Ecuador, similar to Mexico with its history of Pre-Columbian indigenous peoples whose beliefs and customs intertwined with those of Spanish colonizers, has an analogous celebration on November 2nd, called Día de los Difuntos, or Day of the Deceased, per The Culture Trip. On November 2, families gather in cemeteries to honor and remember their loved ones who have passed on. While Mexico's Día de los Muertos may be known for its now-commercialized sugar skulls and pan de muerto, Ecuador has its own food traditions associated with Día de los Difuntos.
What are guaguas de pan?
Guaguas, in the native Quechua language, mean babies, according to Laylita's Recipes. Guaguas de pan, then, are little baked breads shaped and decorated like dolls. Not Your Average American explains that the practice of baking these little human-shaped breads predates the arrival of the Spanish in Ecuador, and has now been incorporated into Día de los Difuntos traditions.

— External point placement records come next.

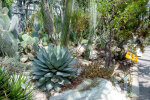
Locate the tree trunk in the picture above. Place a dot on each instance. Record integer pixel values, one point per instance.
(48, 20)
(93, 19)
(66, 23)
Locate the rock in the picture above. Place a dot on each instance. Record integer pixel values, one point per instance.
(96, 89)
(24, 58)
(38, 95)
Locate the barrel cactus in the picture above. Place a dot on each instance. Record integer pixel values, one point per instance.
(8, 44)
(52, 67)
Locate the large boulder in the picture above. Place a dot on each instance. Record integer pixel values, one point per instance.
(96, 89)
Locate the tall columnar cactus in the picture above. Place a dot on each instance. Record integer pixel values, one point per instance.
(52, 67)
(8, 45)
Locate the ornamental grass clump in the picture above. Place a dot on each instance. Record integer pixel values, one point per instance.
(52, 67)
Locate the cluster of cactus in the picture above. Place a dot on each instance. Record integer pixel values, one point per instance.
(52, 67)
(8, 44)
(13, 86)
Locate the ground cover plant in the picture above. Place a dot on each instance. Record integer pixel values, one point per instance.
(43, 38)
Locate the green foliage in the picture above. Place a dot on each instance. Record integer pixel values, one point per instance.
(14, 64)
(52, 68)
(79, 25)
(8, 44)
(14, 87)
(28, 40)
(95, 71)
(125, 17)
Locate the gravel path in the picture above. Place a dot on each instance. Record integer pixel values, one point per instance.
(144, 75)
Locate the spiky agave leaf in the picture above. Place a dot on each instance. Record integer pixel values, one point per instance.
(52, 67)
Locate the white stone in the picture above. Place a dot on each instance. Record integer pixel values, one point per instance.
(96, 89)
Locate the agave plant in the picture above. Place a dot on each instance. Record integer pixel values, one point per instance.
(14, 87)
(52, 67)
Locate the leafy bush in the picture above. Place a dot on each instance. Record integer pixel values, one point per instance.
(14, 87)
(8, 44)
(95, 70)
(52, 68)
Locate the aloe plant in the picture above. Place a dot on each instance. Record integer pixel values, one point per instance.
(52, 67)
(14, 87)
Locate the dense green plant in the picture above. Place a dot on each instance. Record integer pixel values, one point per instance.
(8, 44)
(52, 67)
(28, 40)
(96, 70)
(79, 25)
(14, 87)
(121, 21)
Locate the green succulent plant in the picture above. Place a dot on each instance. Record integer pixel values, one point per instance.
(14, 87)
(28, 40)
(8, 44)
(52, 67)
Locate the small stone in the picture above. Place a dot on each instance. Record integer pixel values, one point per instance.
(92, 89)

While in cities, guaguas de pan tend to be sweet and purchased from stores and bakeries, the bread in smaller communities tends to be more rustic and baked at home, sometimes even in communal ovens. Some of the breads aren't even intended to be eaten, rather they're destined to be placed atop graves in cemeteries as an offering to the dead.

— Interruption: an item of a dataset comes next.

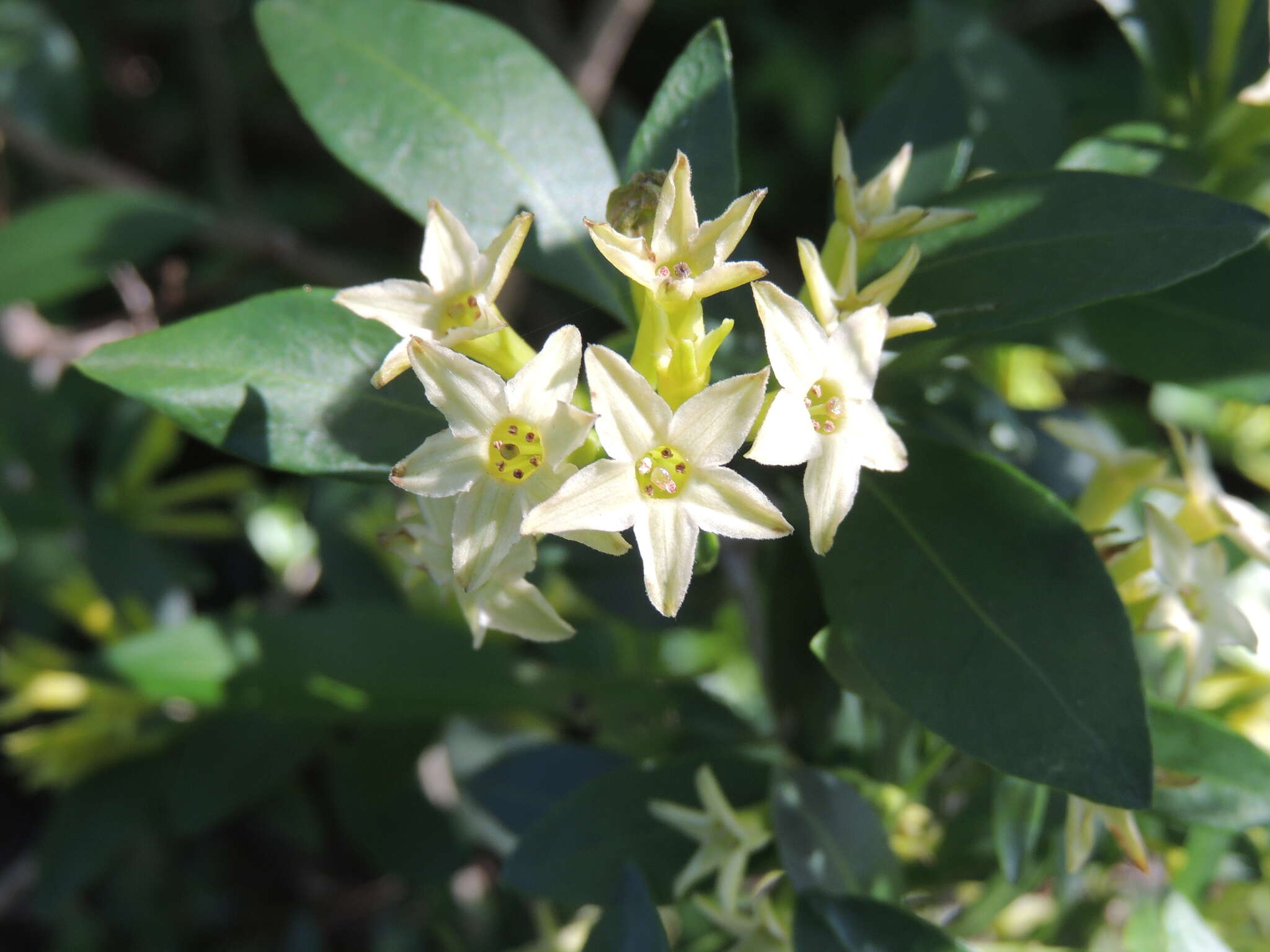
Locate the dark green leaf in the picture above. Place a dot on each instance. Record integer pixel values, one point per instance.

Guaguas de pan are bright and colorful when they're finished. Amigo Foods notes that the bread babies are often decorated with piped-on colored icing or with bits of dough that have been colored. The dough for guaguas is sweetened and contains yeast, and the process of making, kneading, shaping, baking, and decorating the bread babies is time-consuming, a labor of love intended to honor one's ancestors.
Día de los Difuntos celebrations
Cemeteries are festive places during celebrations for Día de los Difuntos, explains NPR. Families bring or purchase their guaguas de pan from vendors set up right outside cemeteries and eat them on site, along with a traditional drink called colada morada. Colada morada is bright purple in color, a hue attained by using "blue or black corn flour, Andean blackberries, pineapple rinds, and exotic fruits: tiny sour blueberries called mortiños, a citrusy native fruit called naranjilla, and babaco, a cousin of the papaya," notes NPR.
The reason guaguas de pan are eaten for Día de los Difuntos is explained in several ways. According to Amigo Foods, the bread babies represent the deceased, and they're eaten as a way to remember loved ones that have passed on. Others believe the guaguas stand for a childlike innocence recovered as a soul passes from this life to the afterlife.
NPR explains that the head of the guaguas de pan is dipped into colado morada, then eaten as a way to symbolically evict bad thoughts. Laylita describes the tradition of baking guaguas de pan as one that has been handed down through generations and one in which mothers and children together create these baked remembrances of family members from the past.